An outbreak of lumpy skin disease (LSD), a viral disease causing chronic debility, reduced milk production, poor growth, lack of appetite, infertility, and abortion among cattle is a major concern among dairy farmers in Wayanad, one of the largest milk producing districts in the State.
Dairy farming was the sole income for Janaki of Idichil, a tribal farmer at Cherukara in Vellamunda in the district.
Ms. Janaki had been selling an average of 48 litres of milk a day to a milk cooperative at Vellamunda. When symptoms of the skin disease appeared on a cow on October 11, she informed the veterinary surgeon.

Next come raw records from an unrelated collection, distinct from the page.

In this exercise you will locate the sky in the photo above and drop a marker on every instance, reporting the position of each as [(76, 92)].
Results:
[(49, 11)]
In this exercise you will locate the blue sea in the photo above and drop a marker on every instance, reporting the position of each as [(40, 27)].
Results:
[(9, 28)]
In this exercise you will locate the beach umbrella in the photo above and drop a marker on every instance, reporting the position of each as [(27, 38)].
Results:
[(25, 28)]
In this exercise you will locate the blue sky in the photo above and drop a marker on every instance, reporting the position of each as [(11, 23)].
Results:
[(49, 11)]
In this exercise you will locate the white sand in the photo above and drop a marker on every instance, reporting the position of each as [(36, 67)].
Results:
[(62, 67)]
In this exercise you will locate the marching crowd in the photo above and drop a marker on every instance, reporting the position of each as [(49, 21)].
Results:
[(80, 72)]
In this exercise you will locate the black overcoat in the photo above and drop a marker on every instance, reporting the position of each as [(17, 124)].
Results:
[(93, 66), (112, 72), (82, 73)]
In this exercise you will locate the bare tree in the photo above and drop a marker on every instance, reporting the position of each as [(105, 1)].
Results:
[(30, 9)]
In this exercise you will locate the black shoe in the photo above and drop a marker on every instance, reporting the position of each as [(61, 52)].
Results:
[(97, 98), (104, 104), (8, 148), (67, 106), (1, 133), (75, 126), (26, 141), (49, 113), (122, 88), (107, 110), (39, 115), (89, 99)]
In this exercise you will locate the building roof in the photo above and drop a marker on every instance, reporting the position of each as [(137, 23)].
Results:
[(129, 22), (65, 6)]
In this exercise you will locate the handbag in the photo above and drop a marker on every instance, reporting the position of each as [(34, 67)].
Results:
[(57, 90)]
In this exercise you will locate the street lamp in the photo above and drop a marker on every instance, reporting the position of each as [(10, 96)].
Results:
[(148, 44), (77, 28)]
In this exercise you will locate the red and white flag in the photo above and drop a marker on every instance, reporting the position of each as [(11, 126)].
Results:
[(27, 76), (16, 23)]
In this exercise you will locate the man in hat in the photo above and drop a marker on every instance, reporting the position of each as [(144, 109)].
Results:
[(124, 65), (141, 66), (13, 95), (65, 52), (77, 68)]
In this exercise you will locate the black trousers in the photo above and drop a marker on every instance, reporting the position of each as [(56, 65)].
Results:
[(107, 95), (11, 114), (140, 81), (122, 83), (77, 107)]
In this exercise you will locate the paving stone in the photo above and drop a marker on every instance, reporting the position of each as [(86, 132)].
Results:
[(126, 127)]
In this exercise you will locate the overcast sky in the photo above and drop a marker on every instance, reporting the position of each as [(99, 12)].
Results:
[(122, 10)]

Though a team of veterinarians collected samples from the animal and send them to the State Institute of Animal Disease, Thiruvananthapuram, for further studies, the disease is yet to be brought under control, Ms. Janaki said.

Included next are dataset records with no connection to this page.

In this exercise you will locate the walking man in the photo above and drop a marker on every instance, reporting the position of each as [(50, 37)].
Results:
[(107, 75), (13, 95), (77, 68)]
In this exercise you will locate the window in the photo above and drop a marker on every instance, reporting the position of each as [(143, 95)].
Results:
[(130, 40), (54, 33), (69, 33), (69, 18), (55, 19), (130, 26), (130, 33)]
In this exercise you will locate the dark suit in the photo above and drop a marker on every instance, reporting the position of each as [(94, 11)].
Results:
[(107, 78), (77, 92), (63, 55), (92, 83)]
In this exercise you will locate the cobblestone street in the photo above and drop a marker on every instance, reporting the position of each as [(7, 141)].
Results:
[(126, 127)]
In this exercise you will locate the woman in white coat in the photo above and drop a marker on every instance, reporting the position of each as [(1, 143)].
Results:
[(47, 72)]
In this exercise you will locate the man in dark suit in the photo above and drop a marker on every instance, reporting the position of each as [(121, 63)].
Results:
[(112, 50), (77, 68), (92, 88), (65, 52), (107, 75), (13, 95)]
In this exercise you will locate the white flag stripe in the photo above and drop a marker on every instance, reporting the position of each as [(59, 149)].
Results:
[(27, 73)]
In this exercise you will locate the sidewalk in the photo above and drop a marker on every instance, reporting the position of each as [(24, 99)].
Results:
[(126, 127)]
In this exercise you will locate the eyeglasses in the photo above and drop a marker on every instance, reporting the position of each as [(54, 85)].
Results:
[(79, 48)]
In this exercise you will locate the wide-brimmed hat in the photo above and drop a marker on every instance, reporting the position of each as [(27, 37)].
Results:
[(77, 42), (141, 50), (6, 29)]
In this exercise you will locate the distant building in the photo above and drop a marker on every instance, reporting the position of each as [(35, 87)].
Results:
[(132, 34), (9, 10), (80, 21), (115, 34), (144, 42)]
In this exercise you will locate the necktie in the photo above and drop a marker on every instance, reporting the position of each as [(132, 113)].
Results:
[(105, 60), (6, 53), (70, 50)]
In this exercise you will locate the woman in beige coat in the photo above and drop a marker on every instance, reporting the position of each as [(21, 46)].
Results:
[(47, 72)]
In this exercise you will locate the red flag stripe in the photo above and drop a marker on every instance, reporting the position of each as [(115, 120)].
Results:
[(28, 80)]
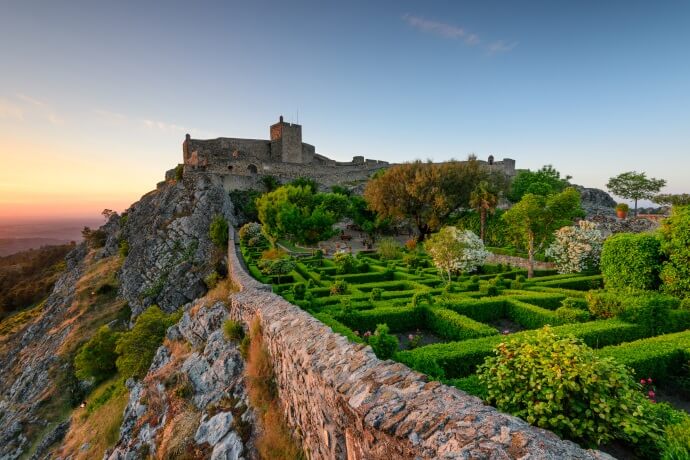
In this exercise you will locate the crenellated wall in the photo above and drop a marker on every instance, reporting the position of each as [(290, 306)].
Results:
[(345, 403)]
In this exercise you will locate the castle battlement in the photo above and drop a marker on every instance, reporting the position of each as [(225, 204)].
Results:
[(241, 163)]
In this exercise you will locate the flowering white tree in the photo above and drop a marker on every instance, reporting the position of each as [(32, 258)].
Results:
[(456, 251), (577, 248)]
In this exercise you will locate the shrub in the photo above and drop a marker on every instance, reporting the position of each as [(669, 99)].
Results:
[(572, 315), (575, 303), (675, 444), (383, 343), (631, 261), (137, 347), (233, 330), (211, 280), (218, 231), (344, 263), (675, 244), (338, 287), (96, 358), (577, 248), (570, 390), (388, 249)]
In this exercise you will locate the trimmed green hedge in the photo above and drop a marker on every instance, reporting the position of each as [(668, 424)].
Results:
[(338, 327), (531, 316), (580, 283), (459, 359), (398, 319), (451, 325), (656, 357)]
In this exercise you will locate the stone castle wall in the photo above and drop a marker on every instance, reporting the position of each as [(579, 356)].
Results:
[(344, 403)]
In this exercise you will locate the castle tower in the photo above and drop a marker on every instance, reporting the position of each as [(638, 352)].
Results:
[(286, 142)]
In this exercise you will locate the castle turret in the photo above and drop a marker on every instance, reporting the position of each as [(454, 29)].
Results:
[(286, 143)]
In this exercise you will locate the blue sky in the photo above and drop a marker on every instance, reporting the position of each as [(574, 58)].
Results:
[(95, 97)]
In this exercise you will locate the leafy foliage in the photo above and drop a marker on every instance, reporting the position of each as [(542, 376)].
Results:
[(96, 358), (635, 186), (218, 231), (543, 182), (136, 347), (631, 261), (577, 249), (560, 384), (533, 220), (383, 343), (675, 245), (456, 251)]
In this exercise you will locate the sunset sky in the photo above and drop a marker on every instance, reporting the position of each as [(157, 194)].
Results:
[(95, 97)]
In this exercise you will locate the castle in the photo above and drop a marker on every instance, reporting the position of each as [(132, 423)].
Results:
[(241, 163)]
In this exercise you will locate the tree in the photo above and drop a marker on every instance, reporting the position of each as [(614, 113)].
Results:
[(454, 250), (484, 200), (96, 358), (545, 181), (635, 186), (562, 385), (297, 213), (577, 248), (137, 347), (410, 191), (675, 244), (533, 220), (218, 231)]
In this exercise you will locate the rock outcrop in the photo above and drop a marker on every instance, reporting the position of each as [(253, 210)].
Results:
[(170, 252)]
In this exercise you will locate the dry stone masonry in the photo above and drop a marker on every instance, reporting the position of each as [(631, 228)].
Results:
[(347, 404)]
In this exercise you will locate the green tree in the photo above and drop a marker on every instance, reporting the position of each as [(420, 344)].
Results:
[(296, 213), (137, 347), (484, 200), (218, 231), (562, 385), (96, 358), (635, 186), (543, 182), (535, 218), (675, 245), (631, 261)]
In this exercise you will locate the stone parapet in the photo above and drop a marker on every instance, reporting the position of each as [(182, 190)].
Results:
[(345, 403)]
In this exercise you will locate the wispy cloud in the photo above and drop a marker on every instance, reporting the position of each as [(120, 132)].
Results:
[(40, 109), (500, 46), (454, 32), (10, 111)]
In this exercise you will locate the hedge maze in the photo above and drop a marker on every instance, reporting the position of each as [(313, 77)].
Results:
[(459, 325)]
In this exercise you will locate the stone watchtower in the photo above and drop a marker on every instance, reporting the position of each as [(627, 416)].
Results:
[(286, 143)]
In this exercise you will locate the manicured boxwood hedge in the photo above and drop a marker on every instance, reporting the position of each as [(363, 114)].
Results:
[(459, 359), (453, 326), (656, 357)]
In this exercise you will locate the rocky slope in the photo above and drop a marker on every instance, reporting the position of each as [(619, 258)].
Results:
[(169, 255)]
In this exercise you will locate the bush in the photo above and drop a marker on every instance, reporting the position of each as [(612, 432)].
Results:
[(137, 347), (233, 330), (572, 315), (218, 231), (388, 249), (631, 261), (344, 263), (338, 287), (96, 358), (675, 245), (575, 303), (675, 444), (211, 280), (384, 344), (571, 391)]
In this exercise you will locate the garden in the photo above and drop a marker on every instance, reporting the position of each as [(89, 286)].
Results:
[(596, 350)]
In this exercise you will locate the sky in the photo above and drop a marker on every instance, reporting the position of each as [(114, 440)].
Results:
[(96, 97)]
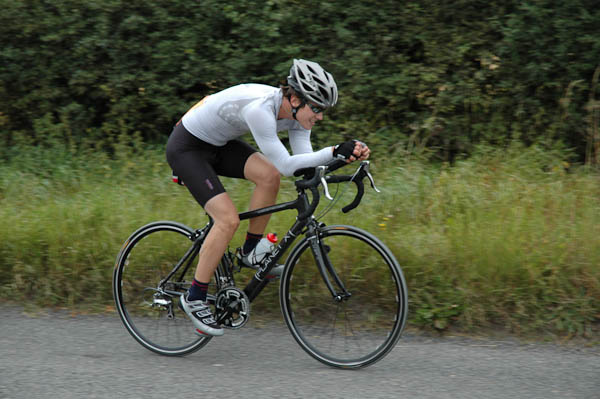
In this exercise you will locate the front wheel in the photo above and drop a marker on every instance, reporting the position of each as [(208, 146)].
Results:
[(359, 327)]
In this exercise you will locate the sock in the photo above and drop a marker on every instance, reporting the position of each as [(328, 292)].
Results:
[(251, 242), (197, 291)]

Now, the disease has spread to six of her cows, and the sole income for the seven-member family from dairy business has stopped abruptly. “I have no idea how to feed my cattle,” Ms. Janaki said.
This is the condition of several farmers in the district who have been engaged in dairy farming after the massive destruction of cash crops like pepper, ginger, and arecanut.
LSD has been fast spreading in the district, and the disease has affected around 120 cows in 10 grama panchayats in the district so far. When the disease was first reported at Ambalavayal and Kaniyampetta grama panchayats in August, the outbreak was contained temporarily after a vaccination drive, P.R. Sudheer Kumar, District Chief Veterinary Officer, told The Hindu.
The poor availability of the vaccine is the major concern of veterinarians. “Though we had ordered for 5,000 doses of the vaccine recently, we got only 3,000 doses three days ago,” Dr. Sudheer Kumar, who is also the coordinator of the district animal disease control project, said.
As many as 2,500 doses of the vaccine were disbursed to veterinary clinics in major affected areas including Vellamunda, Thavinhal, Edavaka, Thirunelly, and Mananthavady on Tuesday itself, Dr. Sudheer Kumar said, adding that the remaining quantity would be supplied to other affected areas soon.
Farmers are advised to keep animals suffering from LSD in isolation, as the virus may by spread by flies and mosquitoes.